Comment est née cette création ?

Mathilde Monnier : Au départ, j’avais vu la série diffusée sur Arte en 2021 intitulée H24. Ce sont des courts-métrages réalisés à partir de 24 textes écrits par des autrices sur les violences ordinaires faites aux femmes. Elle a été réalisée par Nathalie Masduraud et Valérie Urréa. Elle m’avait intéressée, d’autant plus que j’avais réalisé Bruit Blanc avec cette dernière. Mais c’est plutôt le texte qui a été le déclencheur. Voilà un moment que je cherchais un texte afin de monter une forme théâtrale et chorégraphique, et j’ai découvert ces écrits, très différents de la série, très parlants, qui ne supposaient pas d’images. Ces textes interpellent directement les corps. J’ai pensé que c’était de belles œuvres à mettre sur scène. J’’en ai donc choisi huit ou neuf, ce qui est déjà beaucoup pour un spectacle.

« IL M’INTÉRESSE DE CRÉER UNE RELATION ENTRE LE MOUVEMENT DES TEXTES ET CELUI DES CORPS, CE QUE SEULE LA DANSE PEUT FORGER. »
Pourquoi l’avoir intitulé Black Lights ?

M.M. : Pour moi le titre évoque la lumière noire sur les scènes de crime, mais aussi les bribes de mémoire, des lumières qui persisteraient suite à des traumatismes. Comme une sorte de rémanence rétinienne. Dans la pièce je m’intéresse beaucoup à ce que le corps enregistre, et ses répercussions. Comment le montrer sur scène ? Et comment, au-delà de l’acte de violence, la personne vit-elle avec cet événement fiché dans son corps, sa psyché, son imaginaire, avec ces lumières noires dans la tête ? Ce sont ces réminiscences physiques qu’il m’intéresse de chercher pour ouvrir des potentialités interprétatives, créer une relation entre le mouvement des textes et celui des corps, ce que seule la danse peut forger. Car, derrière ces mots, il y a la force des présences, des corps qui témoignent, qui se mettent en jeu, qui résistent.

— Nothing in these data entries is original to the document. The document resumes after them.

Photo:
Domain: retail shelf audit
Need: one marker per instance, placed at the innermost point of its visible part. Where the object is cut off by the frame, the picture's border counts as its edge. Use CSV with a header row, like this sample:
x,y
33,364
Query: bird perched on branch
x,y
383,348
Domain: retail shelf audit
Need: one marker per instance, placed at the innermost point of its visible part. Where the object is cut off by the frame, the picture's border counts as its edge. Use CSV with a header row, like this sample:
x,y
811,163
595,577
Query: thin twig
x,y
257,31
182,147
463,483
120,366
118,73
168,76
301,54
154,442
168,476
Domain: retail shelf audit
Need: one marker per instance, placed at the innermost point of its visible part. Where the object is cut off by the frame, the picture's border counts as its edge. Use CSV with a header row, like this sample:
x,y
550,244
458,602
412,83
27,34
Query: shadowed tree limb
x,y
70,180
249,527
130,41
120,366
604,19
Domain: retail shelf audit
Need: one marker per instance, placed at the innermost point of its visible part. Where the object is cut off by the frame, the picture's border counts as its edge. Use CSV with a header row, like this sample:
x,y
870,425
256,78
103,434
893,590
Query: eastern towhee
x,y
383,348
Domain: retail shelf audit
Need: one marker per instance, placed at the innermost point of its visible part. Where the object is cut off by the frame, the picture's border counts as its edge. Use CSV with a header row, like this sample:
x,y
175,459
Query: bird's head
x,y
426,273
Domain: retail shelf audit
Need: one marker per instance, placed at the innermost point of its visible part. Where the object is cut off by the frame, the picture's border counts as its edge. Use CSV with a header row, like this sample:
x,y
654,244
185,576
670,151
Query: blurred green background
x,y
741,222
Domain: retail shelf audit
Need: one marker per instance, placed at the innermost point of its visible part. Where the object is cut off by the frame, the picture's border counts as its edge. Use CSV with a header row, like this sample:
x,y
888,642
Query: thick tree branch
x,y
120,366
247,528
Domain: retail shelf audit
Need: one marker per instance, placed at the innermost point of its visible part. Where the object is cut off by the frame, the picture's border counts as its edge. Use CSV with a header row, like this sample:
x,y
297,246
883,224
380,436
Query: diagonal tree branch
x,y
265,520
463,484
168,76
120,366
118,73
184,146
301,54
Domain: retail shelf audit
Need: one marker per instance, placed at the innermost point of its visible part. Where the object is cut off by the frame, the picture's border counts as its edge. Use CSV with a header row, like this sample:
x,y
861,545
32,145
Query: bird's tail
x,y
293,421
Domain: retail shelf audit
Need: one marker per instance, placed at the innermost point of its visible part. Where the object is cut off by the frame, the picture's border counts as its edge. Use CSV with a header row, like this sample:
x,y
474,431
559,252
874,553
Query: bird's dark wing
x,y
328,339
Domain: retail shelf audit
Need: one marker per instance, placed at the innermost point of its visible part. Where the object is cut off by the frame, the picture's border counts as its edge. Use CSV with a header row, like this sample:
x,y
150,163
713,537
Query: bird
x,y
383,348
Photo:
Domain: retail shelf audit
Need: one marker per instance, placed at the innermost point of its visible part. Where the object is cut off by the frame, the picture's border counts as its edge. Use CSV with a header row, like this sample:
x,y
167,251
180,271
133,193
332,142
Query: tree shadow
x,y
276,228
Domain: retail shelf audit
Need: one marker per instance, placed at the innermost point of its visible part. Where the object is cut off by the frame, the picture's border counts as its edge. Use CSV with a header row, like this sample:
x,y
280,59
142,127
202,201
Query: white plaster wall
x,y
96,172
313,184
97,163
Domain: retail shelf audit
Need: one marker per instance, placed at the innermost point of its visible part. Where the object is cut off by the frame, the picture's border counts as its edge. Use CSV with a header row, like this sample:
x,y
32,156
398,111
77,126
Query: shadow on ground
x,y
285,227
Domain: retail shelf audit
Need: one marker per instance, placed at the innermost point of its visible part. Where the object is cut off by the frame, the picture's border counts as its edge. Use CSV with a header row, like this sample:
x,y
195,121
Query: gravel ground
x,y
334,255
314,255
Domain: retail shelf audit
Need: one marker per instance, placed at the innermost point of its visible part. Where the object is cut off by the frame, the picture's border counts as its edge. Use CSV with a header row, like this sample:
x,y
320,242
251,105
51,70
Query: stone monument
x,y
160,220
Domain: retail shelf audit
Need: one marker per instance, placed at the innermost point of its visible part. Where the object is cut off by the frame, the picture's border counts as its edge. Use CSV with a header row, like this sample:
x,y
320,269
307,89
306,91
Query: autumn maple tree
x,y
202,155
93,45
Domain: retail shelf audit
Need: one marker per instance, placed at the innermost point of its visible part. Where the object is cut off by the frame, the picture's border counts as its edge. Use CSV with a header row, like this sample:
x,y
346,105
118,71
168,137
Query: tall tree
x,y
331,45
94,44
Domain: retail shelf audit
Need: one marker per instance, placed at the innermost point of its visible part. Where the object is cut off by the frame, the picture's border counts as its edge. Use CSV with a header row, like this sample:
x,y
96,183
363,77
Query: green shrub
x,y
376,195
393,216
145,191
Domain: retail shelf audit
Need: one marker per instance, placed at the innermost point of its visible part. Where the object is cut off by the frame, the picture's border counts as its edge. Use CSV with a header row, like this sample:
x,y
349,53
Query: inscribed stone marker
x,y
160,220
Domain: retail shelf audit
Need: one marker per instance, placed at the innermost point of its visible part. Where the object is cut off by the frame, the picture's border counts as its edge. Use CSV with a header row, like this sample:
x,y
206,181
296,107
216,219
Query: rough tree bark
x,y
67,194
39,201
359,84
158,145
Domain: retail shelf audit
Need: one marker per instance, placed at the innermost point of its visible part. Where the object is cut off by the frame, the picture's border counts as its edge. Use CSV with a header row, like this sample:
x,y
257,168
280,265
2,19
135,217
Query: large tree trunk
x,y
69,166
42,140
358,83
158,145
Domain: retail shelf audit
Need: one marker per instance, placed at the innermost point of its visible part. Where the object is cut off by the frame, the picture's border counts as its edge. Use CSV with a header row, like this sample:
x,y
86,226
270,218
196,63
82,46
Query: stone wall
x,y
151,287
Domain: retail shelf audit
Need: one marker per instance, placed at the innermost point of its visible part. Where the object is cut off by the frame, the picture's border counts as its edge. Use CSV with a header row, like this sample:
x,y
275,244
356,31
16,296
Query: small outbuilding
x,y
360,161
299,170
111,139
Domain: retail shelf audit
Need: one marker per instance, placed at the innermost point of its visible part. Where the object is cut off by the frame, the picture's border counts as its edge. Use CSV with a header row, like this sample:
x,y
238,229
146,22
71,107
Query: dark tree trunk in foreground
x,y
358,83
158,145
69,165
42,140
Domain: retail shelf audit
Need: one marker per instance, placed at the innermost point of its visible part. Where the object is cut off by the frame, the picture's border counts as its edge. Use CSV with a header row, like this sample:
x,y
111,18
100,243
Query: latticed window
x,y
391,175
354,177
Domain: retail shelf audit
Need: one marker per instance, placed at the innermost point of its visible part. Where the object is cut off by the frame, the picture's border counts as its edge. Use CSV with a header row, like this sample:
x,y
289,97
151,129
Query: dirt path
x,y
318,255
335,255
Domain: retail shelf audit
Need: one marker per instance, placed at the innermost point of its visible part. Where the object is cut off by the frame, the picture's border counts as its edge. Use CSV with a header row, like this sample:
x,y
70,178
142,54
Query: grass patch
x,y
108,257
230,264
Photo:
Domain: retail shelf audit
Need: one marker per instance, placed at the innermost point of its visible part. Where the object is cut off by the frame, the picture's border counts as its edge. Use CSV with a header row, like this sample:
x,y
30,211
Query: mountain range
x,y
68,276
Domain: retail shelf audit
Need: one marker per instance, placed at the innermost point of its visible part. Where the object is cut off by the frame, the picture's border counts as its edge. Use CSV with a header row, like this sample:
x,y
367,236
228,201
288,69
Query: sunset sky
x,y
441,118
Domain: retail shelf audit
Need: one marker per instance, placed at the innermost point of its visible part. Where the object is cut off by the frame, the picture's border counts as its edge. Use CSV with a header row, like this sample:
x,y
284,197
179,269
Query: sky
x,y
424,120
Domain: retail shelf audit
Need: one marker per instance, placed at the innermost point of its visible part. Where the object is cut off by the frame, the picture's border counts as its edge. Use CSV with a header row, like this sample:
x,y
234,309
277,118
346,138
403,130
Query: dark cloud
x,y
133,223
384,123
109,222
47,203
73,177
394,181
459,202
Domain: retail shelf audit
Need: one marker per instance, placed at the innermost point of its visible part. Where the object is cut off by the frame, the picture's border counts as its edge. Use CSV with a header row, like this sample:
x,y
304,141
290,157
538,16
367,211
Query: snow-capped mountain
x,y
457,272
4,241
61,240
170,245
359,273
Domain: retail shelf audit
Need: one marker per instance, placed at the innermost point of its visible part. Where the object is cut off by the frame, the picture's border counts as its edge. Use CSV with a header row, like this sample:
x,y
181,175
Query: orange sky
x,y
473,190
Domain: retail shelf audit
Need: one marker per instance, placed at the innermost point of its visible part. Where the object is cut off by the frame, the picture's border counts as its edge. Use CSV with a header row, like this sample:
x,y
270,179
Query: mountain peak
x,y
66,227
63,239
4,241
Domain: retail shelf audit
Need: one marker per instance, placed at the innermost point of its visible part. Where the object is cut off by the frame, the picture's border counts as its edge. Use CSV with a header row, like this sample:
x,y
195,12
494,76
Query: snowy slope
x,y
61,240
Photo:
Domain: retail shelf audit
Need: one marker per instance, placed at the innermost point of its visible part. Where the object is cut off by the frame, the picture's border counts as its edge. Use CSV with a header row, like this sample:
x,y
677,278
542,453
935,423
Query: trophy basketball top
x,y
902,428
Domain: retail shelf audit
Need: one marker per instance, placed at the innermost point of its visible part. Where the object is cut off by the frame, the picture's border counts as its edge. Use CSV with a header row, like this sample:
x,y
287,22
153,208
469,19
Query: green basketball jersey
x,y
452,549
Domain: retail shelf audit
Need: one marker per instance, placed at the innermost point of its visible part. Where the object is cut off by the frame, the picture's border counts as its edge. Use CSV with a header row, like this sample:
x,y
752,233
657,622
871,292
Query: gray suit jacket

Comment avez-vous choisi vos huit interprètes ?

M.M. : Elles ont entre 24 et 54 ans. Réparties entre comédiennes et danseuses, ce sont avant tout des personnalités. J’ai déjà eu un parcours avec certaines d’entre elles. Par exemple retrouver Jone San Martin qui a été l’égérie de Forsythe pendant vingt ans, c’est un cadeau de la vie. C’est une danseuse extraordinaire, ou Isabel Abreu qui est LA comédienne de Tiago Rodrigues. Ce n’est pas une compagnie mais un casting. La parole circule. Certaines ont plusieurs textes, d’autres n’en ont pas. Parfois un même texte est réparti entre plusieurs, de façon à ce qu’il n’y ait pas une histoire/une interprète.

Quelle scénographie avez-vous en tête ?

M.M. : Annie Tolleter et moi avons imaginé un décor en fond de scène, comme un passage. Ce sont de vrais troncs d’olivier qui ont 200 ans, peints en noir. Je voulais évoquer la tragédie, le Sud mais aussi un espace brûlé. Ils fument sur le plateau pendant toute la pièce. C’est une sorte de paysage mental, sombre, mais très brillant, une sorte d’outre-noir, un noir lumineux.

 
Propos recueillis par Agnès Izrine
Mathilde Monnier« Black Lights »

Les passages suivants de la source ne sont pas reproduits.